Cependant, l'équilibre du sex ratio et la pyramide des âges constatés en 1735 impliquent, en théorie, une viabilité de cette population grâce à ses capacités de reproduction interne. En 1848, cet équilibre concerne toujours les esclaves créoles : sur environ 42 000 esclaves créoles, on peut estimer à 13200 le nombre d'hommes adultes, à 12700 celui des femmes, à 8000 celui des garçons de moins de 15 ans et à 8100 celui des filles du même âge. Il apparaît que les nombreux décès de femmes en couche expliquent le léger déséquilibre du sex ratio chez les adultes alors qu'en général on observera une très légère majorité de filles parmi les jeunes. Si les naissances étaient nombreuses dès le début de l'esclavage, la forte mortalité infantile, qui s'étendra quasiment jusqu'à la fin de la première moitié du XXème siècle, ne pouvait permettre un accroissement de la population esclave aussi spectaculaire que celui entraîné par le recours à la Traite. Toutefois le fait que le groupe créole passe de 119 en 1704 à 1503 en 1735 puis à 8420 en 1767 et près de 42 000 en 1848 démontre une capacité de renouvellement des générations assez conséquente. Certes, le pourcentage d'esclaves créoles diminuera parfois par rapport à l'ensemble de la population servile mais cela ne démontre pas que ce groupe ne possède pas la capacité, ou qu'il refuse par une démarche de résistance, de se reproduire biologiquement et socialement. Son augmentation naturelle démontre donc une forte vivacité, certes en corrélation avec l'arrivée de nouveaux parents potentiels.
Toutefois les conditions de vie inhérentes à l'esclavage, malnutrition, grossesses non protégées, travaux très durs, santé non prise en compte, c'est-à-dire une utilisation des corps au maximum de leurs capacités et au minimum des dépenses pour la survie, faussent cette capacité à se maintenir démographiquement.
Cette croissance exponentielle, à laquelle ont contribué les esclaves victimes de la Traite, nous amène à poser la question de la viabilité démographique de la société des esclaves.

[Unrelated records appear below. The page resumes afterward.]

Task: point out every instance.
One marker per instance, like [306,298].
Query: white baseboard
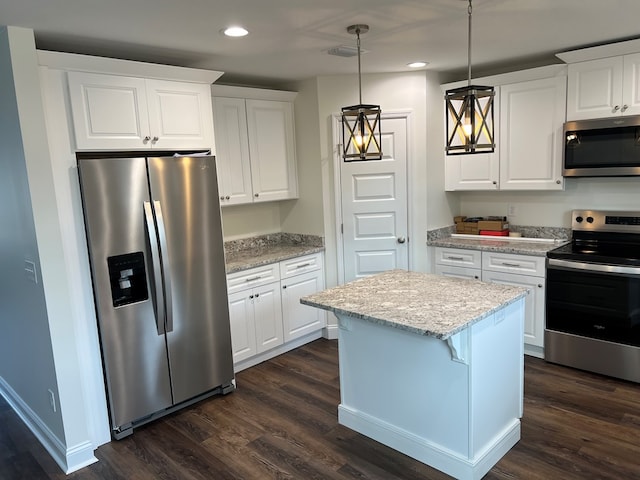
[330,332]
[425,451]
[69,459]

Au moment où cette société avait suffisamment de ressources internes pour se maintenir et croître, si la Traite avait été abolie, éventuellement l'esclavage, le monde des esclaves aurait-il périclité comme semblaient le craindre certains propriétaires ?

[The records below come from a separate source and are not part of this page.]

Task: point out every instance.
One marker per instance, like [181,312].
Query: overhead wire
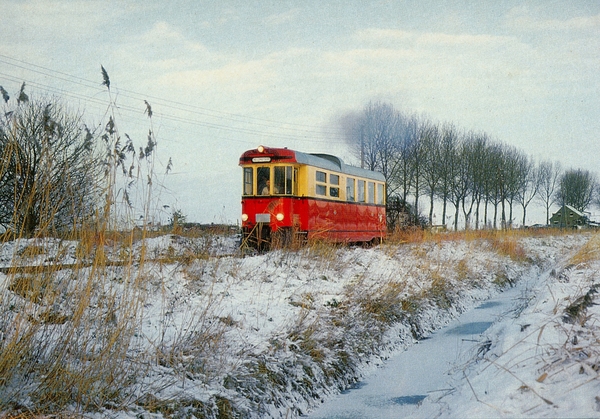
[299,132]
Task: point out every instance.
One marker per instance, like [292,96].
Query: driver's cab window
[283,180]
[263,176]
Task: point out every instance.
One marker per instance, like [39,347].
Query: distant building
[569,217]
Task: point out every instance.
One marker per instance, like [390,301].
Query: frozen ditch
[421,372]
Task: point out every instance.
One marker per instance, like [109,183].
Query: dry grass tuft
[589,252]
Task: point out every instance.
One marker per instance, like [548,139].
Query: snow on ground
[275,334]
[533,351]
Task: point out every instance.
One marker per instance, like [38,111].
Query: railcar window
[321,189]
[283,180]
[361,191]
[248,180]
[263,176]
[380,194]
[371,192]
[350,189]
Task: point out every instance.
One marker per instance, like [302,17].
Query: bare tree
[448,147]
[49,169]
[577,188]
[549,173]
[432,175]
[529,186]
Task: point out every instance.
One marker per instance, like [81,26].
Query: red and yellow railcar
[288,195]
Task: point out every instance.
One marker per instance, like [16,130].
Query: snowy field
[279,334]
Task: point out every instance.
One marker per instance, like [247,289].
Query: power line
[298,131]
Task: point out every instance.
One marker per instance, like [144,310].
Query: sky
[224,77]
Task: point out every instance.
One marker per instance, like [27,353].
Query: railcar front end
[289,196]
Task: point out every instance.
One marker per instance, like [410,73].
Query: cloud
[281,18]
[520,19]
[58,19]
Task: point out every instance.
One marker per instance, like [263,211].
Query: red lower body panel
[316,218]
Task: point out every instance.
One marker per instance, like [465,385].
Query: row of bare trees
[483,179]
[50,168]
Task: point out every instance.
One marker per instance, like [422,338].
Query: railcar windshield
[270,180]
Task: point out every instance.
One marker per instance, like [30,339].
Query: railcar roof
[323,161]
[329,162]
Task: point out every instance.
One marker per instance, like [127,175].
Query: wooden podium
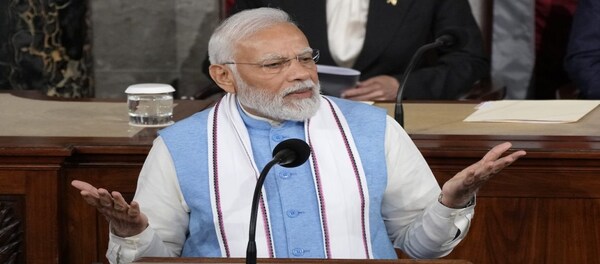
[300,261]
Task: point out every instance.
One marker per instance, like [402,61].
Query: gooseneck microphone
[289,153]
[450,39]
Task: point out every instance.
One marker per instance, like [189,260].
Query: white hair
[221,46]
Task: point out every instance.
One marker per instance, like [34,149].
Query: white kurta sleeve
[416,222]
[160,198]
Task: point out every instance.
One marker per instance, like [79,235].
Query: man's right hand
[125,219]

Pour l'historien cependant, la question doit être étudiée. Dans les sociétés d'origines, les populations non soumises à l'esclavage ne disparaissaient pas. La fertilité des femmes permettait le renouvellement des générations. Il est certain qu'en n'étant plus astreint à l'esclavage, la mortalité des jeunes enfants auraient été à peu près similaire à celle des Libres et le renouvellement des générations indiscutable. Les choix économiques impliqués par la volonté de perpétuer le système d'exploitation coloniale se porteront donc sur l'amplification de la Traite dans la seconde moitié du 18 siècle puis par le recours à la Traite illégale, et après l'abolition, par l'arrivée massive de travailleurs engagés. Il convient d'approfondir les études sur le peuplement après 1848 afin de discerner ce qui relèvera dès lors d'un contrat et ce qui perpétuera une forme d'esclavagisme.